Ahora por Violeta pasan solo tres trenes. A las cuatro y media de la madrugada, uno para Morón. A las nueve y media de la noche, otro para Esmeralda. Y el tercero, un día para Santa Clara y otro día para Nuevitas, en una alternancia que los lugareños usan como referencia: “eso fue antier, que fue el día en que el tren corrió para Santa Clara”. Los trenes ya no son tan hermosos. Bueno, francamente, los tresnes de ahora son muy feos. Cuando era niño, muchas locomotoras eran rumanas, pintadas de anaranjado. Los coches eran grandes y espaciosos, con asientos cómodos y ventanillas limpias. Los conductores estaban impolutamente uniformados y los boletines tenían impresos los nombres de todas las estaciones de la línea. Hoy es la decadencia. Casi todos los vagones son carros de mercancías adaptados, incómodos y sucios. El personal de servicio luce descuidado; los boletines son un simple papelito; no hay luces, no hay portaequipajes, no hay baños a bordo.

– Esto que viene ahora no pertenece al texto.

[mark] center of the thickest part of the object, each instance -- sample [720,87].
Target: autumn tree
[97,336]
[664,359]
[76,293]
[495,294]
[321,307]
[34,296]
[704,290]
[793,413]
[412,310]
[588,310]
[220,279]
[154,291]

De antaño solo quedan las locomotoras, que ya no son las rumanas (las rumanas salieron malas) sino las americanas de los años cincuenta, que está visto que fueron construidas para toda la vida. Los trenes ya no son los de antaño, de acuerdo, pero por lo menos siguen pasando por Violeta.

Una vez, solo una vez, me subí en una locomotora. Había ido con mi papá a la cooperativa donde él trabajaba como contador, a unos quince kilómetros de Violeta. Yo tendría, a lo sumo, diez años. Y soñaba ser maquinista. A la hora del regreso, mi papá me dijo: hoy te tengo una sorpresa: nos iremos en tren. Y enseguida apareció el gran tren cañero, la locomotora enorme (rusa, todavía a estas alturas siguen rodando de los campos al central)… Me quedé atontado. ¡Sube! —me animó el maquinista. No me lo podía creer. Ya en la cabina, mi papá le dijo al hombre, que evidentemente era su amigo de toda la vida: hazme el favor y enséñale al niño qué es lo que hace un maquinista, porque ahora le ha dado por querer trabajar en los trenes cuando sea grande. El hombre sonrió: mejor dedícate a otra cosa. Pero me mostró el funcionamiento de la máquina, para qué servían todas las palancas y botones. Recuerdo mi extrañeza ante la simplicidad del equipamiento, yo creía que las locomotoras eran un amasijo de cables y conexiones. Pero aquella cabina era francamente minimalista. Por último, me dejó hacer sonar el silbato. Ahora lo valoro: ese ha sido uno de los días más felices de mi vida. Llegué a mi casa completamente enamorado de los trenes. El amor todavía dura.